We have changed the behavior slightly, since we now can return 0, 1, or some random HRESULT. But I think it’s still within the spirit of the app — as long as callers understand the well-known philosophy that any nonzero exit status (positive or negative) is a failure. We’re actually decreasing the line count slightly to 284 because we can eliminate some null pointer checking: Switch to throwing query, add exception handling

Now that we’re ready for exceptional behavior, we can switch to WIL’s CoInitializeEx wrapper, getting us down to 275 lines: Use wil::CoInitializeEx

We can revisit the environment variable code as well and use the throwing WIL wrapper there (269 lines): Use wil::GetEnvironmentVariableW

For our grand finale, we can replace all checks for FAILED(hr) with an appropriate WIL error handling macro. THROW_IF_FAILED_MSG will do nicely, as it allows a custom message to be provided with the standard WIL error details. The translation looks something like this:

    // BEFORE . . .
    hr = pService->Connect({}, {}, {}, {});
    if (FAILED(hr))
    {
        printf("ITaskService::Connect failed: %x", hr);
        return 1;
    }

    // AFTER . . .
    THROW_IF_FAILED_MSG(pService->Connect({}, {}, {}, {}), "ITaskService::Connect failed");

Essentially, we can make one-liners out of most COM calls! Since we fully rely on exceptions now and never propagate error codes, we can change run to be void and print the success message at the end of main. In fact, the error logging is far better than before. For example, if we purposely mess up the folder path:

...\src\tasksched\exe\main.cpp(63)\tasksched-app.exe!00007FF7D2604CDB: (caller: 00007FF7D2605FBB) Exception(1) tid(14fc4) 80070002 The system cannot find the file specified.
    Msg:[Cannot get Root folder pointer] [run(pService->GetFolder(_bstr_t(L"\\sdfdasfsdfds"), pRootFolder.put()))]
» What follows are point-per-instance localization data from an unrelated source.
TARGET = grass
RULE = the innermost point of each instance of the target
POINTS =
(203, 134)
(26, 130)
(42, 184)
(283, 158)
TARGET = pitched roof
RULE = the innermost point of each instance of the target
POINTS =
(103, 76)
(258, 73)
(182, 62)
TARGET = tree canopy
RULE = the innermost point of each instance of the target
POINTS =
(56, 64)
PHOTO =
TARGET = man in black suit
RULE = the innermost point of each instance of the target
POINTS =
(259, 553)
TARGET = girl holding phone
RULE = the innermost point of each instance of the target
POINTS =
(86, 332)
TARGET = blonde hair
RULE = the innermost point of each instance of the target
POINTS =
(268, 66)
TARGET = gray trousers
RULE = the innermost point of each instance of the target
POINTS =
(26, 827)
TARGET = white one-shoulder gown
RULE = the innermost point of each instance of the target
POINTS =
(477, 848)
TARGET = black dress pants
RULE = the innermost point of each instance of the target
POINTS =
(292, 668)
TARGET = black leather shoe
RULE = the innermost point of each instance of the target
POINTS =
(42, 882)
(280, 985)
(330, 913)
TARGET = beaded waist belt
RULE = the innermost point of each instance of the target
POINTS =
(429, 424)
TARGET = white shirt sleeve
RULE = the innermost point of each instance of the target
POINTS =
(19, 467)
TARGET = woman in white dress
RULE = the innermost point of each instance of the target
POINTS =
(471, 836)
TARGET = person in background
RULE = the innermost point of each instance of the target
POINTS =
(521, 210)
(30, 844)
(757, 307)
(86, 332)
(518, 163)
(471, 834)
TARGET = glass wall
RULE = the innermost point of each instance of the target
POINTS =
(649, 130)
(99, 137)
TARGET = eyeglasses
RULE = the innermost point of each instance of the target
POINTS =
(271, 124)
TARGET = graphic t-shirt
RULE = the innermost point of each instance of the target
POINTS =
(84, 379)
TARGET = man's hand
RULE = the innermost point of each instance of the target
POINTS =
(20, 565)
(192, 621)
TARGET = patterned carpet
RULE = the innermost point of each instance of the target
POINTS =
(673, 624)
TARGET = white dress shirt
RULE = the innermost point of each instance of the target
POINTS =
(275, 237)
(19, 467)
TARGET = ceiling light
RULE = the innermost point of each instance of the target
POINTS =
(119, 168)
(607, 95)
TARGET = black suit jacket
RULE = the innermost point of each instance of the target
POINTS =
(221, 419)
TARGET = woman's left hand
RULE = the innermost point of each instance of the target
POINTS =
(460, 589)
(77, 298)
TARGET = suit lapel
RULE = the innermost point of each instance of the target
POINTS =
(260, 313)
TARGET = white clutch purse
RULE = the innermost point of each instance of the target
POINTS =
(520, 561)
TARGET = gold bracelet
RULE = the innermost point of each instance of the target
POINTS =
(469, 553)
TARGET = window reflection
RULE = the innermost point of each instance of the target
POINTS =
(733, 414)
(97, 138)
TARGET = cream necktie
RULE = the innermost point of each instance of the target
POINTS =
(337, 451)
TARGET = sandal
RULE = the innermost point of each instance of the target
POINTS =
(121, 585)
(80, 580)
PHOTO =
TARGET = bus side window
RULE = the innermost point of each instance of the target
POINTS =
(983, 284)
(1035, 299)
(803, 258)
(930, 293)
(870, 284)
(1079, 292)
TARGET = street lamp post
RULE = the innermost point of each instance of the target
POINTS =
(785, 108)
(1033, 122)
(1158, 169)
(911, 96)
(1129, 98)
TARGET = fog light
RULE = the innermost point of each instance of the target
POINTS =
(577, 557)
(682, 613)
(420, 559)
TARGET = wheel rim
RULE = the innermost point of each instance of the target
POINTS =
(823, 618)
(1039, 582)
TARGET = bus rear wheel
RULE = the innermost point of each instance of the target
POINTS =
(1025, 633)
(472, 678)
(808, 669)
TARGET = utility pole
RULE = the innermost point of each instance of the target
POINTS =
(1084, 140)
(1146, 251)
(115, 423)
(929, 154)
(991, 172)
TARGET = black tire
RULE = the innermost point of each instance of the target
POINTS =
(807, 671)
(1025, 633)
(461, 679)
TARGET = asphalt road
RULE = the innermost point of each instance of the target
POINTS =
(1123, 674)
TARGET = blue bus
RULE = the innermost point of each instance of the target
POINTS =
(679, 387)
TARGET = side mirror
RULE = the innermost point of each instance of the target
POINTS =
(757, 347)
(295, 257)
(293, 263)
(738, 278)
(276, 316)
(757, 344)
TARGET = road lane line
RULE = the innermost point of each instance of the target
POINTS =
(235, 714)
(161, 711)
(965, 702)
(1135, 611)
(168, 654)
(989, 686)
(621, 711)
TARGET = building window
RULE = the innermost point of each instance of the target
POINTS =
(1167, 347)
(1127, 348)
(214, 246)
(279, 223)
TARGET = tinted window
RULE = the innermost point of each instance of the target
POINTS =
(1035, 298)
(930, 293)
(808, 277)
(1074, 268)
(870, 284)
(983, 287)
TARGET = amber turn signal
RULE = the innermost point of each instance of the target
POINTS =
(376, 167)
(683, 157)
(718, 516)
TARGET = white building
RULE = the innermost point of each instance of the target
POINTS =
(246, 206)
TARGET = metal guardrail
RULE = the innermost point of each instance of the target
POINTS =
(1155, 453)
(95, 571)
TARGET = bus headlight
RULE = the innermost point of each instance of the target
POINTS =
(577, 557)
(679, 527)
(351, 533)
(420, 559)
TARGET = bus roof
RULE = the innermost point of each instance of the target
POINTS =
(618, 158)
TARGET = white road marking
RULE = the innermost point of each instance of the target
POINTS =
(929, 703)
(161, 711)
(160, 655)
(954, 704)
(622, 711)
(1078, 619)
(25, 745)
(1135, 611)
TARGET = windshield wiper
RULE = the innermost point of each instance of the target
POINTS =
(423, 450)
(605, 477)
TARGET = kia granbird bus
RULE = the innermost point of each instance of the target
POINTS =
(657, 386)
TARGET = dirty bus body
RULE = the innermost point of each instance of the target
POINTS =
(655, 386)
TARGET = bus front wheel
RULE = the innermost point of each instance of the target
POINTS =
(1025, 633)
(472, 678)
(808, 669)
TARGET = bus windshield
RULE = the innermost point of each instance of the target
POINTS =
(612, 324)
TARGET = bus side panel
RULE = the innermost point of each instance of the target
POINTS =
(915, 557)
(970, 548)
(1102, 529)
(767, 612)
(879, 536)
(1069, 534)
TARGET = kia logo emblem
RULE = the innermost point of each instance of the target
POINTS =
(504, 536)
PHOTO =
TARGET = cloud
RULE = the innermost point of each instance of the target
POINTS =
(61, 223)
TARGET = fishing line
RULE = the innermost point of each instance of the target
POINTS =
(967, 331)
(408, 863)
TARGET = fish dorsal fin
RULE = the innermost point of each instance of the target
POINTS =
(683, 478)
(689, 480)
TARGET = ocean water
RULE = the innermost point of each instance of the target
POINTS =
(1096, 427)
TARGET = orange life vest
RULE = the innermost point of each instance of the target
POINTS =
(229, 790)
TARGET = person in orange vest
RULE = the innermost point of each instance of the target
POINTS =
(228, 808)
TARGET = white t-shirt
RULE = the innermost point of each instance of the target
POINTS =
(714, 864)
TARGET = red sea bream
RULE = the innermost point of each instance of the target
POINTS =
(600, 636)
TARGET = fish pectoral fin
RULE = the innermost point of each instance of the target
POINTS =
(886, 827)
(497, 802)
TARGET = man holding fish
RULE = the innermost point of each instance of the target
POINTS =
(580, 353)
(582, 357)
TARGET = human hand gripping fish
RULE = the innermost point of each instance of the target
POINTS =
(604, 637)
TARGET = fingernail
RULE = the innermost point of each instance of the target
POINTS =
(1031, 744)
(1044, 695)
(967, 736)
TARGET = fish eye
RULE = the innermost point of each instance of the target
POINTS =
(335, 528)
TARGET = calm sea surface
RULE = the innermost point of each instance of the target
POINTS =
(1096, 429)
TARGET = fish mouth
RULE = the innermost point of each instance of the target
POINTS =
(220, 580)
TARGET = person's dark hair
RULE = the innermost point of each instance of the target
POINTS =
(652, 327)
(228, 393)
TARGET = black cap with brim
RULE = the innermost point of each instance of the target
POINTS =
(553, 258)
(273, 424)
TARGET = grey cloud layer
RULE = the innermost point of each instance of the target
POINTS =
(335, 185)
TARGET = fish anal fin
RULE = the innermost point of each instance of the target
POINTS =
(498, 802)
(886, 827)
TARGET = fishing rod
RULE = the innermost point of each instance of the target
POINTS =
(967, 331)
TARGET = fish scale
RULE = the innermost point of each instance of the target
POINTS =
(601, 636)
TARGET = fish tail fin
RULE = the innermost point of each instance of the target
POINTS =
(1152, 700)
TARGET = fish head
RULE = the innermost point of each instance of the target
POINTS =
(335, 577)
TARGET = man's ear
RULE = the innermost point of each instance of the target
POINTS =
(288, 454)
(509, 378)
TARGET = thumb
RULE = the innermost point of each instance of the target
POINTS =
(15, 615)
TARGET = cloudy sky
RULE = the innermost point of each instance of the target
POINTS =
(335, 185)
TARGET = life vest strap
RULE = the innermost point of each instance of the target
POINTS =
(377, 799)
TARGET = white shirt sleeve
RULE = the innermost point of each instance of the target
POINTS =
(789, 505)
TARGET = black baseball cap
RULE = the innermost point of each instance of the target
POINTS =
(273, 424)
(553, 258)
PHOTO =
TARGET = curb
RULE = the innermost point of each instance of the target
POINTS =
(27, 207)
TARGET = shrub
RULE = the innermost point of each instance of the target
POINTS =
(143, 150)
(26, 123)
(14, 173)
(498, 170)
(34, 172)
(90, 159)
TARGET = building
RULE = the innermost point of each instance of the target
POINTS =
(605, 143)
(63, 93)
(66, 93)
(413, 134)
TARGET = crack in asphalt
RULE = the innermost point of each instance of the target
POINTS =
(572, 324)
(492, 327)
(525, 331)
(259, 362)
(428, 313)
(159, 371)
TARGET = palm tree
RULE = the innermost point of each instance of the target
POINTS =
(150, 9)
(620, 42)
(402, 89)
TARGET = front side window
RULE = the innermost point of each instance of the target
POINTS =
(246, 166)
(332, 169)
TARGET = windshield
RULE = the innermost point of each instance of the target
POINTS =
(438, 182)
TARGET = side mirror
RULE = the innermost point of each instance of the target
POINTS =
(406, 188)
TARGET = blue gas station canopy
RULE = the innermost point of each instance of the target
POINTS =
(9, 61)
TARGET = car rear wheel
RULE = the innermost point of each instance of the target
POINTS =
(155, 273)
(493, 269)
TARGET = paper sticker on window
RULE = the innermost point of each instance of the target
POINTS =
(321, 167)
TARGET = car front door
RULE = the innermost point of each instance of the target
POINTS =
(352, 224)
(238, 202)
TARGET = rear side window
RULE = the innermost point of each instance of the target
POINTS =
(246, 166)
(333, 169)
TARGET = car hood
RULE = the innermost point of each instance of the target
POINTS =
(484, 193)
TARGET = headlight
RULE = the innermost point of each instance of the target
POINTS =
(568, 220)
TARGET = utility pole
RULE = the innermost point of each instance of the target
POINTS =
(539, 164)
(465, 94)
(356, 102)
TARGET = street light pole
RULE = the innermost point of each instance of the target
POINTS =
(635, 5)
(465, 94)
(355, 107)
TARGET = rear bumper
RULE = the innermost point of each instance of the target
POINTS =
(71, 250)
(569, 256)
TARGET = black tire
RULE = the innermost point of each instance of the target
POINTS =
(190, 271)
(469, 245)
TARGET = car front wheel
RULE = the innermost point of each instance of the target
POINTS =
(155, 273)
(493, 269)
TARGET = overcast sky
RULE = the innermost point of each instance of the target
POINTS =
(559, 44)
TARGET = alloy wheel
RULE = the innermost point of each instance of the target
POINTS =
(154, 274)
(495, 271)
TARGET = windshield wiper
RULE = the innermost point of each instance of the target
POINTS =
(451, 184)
The error message is clear, has our custom message there (“Cannot get Root folder pointer”), and points to the exact source line which caused the problem. All told, we have a complete sample with equivalent functionality in just 156 lines of code, more than 50% reduction of the original: Use THROW_IF_FAILED_MSG, do not propagate HRESULT

Hopefully this gives you a sense of how much WIL can aid in COM usage. It’s becoming a de facto standard for Windows development, recommended by Microsoft over legacy approaches such as ATL and the MSVC utility classes. Try WIL on your next Win32 project (or adopt it in your current one), and you’ll wonder how you ever lived without it.